# Need help dealing with insecure ESFP



## Creativitron (Apr 30, 2015)

I'm an Entp/ Intp exchange student who's currently living in the U.S. With an ESFP host mother who's always insecure about how private I am. She wants me to babysit her child and watch Tv with her all the time, As an NT, hell no. I wanted personal space from her ISFP child with anger and anxiety issues, 
she bombarded me with insults with no logical explanation behind it. ENTP is superior in debating but I can't win her illogical argument and temper?


----------



## maust (Jul 14, 2014)

ueheum I feel bad that this hasn't gotten any responses but I don't know how to help. Try the ESFP forum?


----------



## sinaasappel (Jul 22, 2015)

Creativitron said:


> I'm an Entp/ Intp exchange student who's currently living in the U.S. With an ESFP host mother who's always insecure about how private I am. She wants me to babysit her child and watch Tv with her all the time, As an NT, hell no. I wanted personal space from her ISFP child with anger and anxiety issues,
> she bombarded me with insults with no logical explanation behind it.

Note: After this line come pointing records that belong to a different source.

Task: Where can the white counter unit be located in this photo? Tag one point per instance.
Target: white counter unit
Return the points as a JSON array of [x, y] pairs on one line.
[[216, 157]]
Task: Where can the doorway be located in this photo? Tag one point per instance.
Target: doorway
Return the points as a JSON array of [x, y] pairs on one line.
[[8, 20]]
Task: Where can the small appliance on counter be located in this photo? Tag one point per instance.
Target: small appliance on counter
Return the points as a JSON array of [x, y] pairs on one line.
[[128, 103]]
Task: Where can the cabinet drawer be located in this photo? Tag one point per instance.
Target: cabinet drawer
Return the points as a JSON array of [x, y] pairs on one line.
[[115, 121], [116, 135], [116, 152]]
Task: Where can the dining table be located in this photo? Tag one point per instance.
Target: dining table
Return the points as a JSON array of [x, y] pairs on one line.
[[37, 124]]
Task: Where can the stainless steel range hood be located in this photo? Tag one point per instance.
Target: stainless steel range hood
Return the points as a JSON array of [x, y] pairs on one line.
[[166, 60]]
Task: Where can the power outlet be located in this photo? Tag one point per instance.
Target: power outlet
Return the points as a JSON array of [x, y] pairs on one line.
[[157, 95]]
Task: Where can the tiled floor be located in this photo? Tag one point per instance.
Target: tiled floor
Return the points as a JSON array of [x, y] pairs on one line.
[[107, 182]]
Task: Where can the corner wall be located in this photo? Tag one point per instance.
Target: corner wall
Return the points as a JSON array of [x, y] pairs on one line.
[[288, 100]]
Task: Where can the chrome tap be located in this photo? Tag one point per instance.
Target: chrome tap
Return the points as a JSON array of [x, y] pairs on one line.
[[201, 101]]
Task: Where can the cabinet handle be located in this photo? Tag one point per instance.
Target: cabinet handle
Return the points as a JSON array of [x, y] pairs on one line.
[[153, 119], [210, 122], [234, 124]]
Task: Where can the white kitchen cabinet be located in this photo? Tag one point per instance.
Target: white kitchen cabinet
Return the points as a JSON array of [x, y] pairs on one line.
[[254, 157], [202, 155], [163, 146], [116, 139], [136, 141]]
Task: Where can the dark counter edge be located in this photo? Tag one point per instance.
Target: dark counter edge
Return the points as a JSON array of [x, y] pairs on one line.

ENTP is superior in debating but I can't win her illogical argument and temper?


ask if you can make things better (its scary I know) 

or you could just try to have more conversation with them/spend more time with them 

or you could tell her that you need some time to yourself (make a schedule with her)
I think the third one is the best option so you both understand each other
(but be open minded if her child wants to talk to you when you want to be alone)

And she probably got defensive because she assumed that you didn't want to deal with her child that has anger/anxiety problems

She also probably wants to get her daughter less anxious around people (if its a social anxiety) so she wants you to spend as much time around her child to get her used to strangers

I guess it can also be stressful for parents with anxious children because anxious children can tend to be territorial usually because of worry and sometimes can be very angry/defensive when someone tries to intrude

They can also be kinda clingy to the parent so it may just take some time

sometimes there is also a lack of communication between anxious children and their parents (which may cause her to draw assumptions) 

so she could be frustrated by the lack of communication between the two of you

Sorry for the long post though I hope this helps (especially with her temper)


----------



## Judgment_Knight (Feb 1, 2015)

Whew, well you're under her house and she wants you to watch her child! The ESFP is probably going to think you're a little rude if you're saying no! Tell her you're an introvert and that you're bad at communicating with people. Maybe she'll give you some leeway.

Cater to her F side, throw in some compliments if you're feeling brave, and show that you can contribute to the house in different ways. Down the line, she'll be nice to you too. Hopefully.

Maybe try to get to know the kid? Read a book while the child is watching TV.


----------